È indispensabile che alla regolarizzazione, segua anche l'introduzione di un meccanismo di emersione dall’irregolarità di tipo ordinario. La proposta di legge di iniziativa popolare “Ero straniero” in discussione alla Camera, di cui ActionAid è tra i promotori, prevede la possibilità di regolarizzare su base individuale chi è privo di titolo di soggiorno, attraverso un meccanismo sempre accessibile. L’obiettivo è superare la normativa esistente, che ha dimostrato di essere del tutto inefficace e che continua a produrre evasione fiscale e contributiva, illegalità, sfruttamento e marginalità sociale.
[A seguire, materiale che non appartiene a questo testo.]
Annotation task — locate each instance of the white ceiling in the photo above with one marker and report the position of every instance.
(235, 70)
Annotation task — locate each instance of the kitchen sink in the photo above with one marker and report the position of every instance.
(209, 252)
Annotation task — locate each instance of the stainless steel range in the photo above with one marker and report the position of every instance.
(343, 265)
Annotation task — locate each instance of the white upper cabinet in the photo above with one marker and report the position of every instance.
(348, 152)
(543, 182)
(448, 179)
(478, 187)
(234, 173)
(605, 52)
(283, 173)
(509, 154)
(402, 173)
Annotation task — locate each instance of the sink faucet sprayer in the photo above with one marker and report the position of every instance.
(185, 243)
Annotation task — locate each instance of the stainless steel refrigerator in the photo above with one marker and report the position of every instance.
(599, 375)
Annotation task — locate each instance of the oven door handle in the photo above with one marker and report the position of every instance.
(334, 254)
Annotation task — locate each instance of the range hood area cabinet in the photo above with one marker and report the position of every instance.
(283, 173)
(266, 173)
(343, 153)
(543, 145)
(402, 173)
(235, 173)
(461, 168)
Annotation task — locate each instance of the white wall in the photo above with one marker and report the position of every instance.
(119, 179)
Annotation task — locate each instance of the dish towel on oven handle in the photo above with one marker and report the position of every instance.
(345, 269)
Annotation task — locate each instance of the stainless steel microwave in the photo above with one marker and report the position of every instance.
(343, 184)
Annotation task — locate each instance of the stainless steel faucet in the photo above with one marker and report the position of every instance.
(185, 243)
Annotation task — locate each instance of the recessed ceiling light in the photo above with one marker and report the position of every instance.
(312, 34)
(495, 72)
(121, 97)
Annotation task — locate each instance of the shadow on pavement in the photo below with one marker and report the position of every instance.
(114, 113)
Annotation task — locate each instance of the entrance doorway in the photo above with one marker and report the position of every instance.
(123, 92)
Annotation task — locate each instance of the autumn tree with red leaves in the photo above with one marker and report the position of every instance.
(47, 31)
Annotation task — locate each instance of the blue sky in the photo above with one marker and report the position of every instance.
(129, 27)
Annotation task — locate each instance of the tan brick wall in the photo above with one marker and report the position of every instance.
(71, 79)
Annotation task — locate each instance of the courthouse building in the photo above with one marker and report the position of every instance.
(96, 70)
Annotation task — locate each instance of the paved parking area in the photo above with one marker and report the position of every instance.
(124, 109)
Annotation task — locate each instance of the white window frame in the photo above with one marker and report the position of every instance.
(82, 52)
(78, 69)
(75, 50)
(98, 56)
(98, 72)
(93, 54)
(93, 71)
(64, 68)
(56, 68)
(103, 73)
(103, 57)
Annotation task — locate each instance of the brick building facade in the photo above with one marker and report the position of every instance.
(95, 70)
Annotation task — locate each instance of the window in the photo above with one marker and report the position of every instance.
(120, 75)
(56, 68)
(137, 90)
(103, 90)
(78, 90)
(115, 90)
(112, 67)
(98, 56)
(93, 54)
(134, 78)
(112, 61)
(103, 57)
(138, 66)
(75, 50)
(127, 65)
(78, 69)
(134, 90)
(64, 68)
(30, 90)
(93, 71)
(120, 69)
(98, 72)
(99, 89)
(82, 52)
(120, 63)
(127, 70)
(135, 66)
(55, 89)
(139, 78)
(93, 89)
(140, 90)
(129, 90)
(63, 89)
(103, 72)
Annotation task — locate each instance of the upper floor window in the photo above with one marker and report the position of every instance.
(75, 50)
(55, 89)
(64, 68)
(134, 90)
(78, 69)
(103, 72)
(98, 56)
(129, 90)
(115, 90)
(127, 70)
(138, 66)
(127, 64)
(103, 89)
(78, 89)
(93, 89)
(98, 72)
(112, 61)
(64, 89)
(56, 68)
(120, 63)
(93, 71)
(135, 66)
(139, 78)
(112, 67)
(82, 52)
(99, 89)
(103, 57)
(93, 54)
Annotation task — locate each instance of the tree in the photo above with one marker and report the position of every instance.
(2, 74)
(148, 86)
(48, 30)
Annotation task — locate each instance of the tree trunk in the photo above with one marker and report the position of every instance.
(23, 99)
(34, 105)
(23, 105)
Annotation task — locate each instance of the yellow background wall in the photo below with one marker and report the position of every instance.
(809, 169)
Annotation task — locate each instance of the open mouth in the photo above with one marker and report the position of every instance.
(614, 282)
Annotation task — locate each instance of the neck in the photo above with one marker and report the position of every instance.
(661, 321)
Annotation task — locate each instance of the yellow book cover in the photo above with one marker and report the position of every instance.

La trasparenza e la condivisione dei dati da parte delle istituzioni dunque non può limitarsi alle situazioni di emergenza. È necessario riconoscere una ‘valenza pubblica’ generalizzata, ancor più cruciale nei contesti di crisi ed emergenziali. È solo attraverso dati ufficiali che è possibile realizzare approfondimenti efficaci che permettano ai decisori politici l’elaborazione di misure efficaci e a chi comunica di rimanere ancorato alla realtà dei fatti.
In conclusione il nostro auspicio è che da questa crisi si esca rinnovati, grazie a un ritorno ad un dialogo reale tra cittadinanza e istituzioni, basato anche sulla possibilità di monitorare e costruire di concerto con la società civile, politiche efficaci basate sull’analisi dei dati. Auspichiamo quindi un post-emergenza che non sia un ritorno a prima, ma una possibilità per costruire, insieme, un punto di arrivo diverso. A Napoli ci stiamo provando gettando i semi di una nuova convivenza.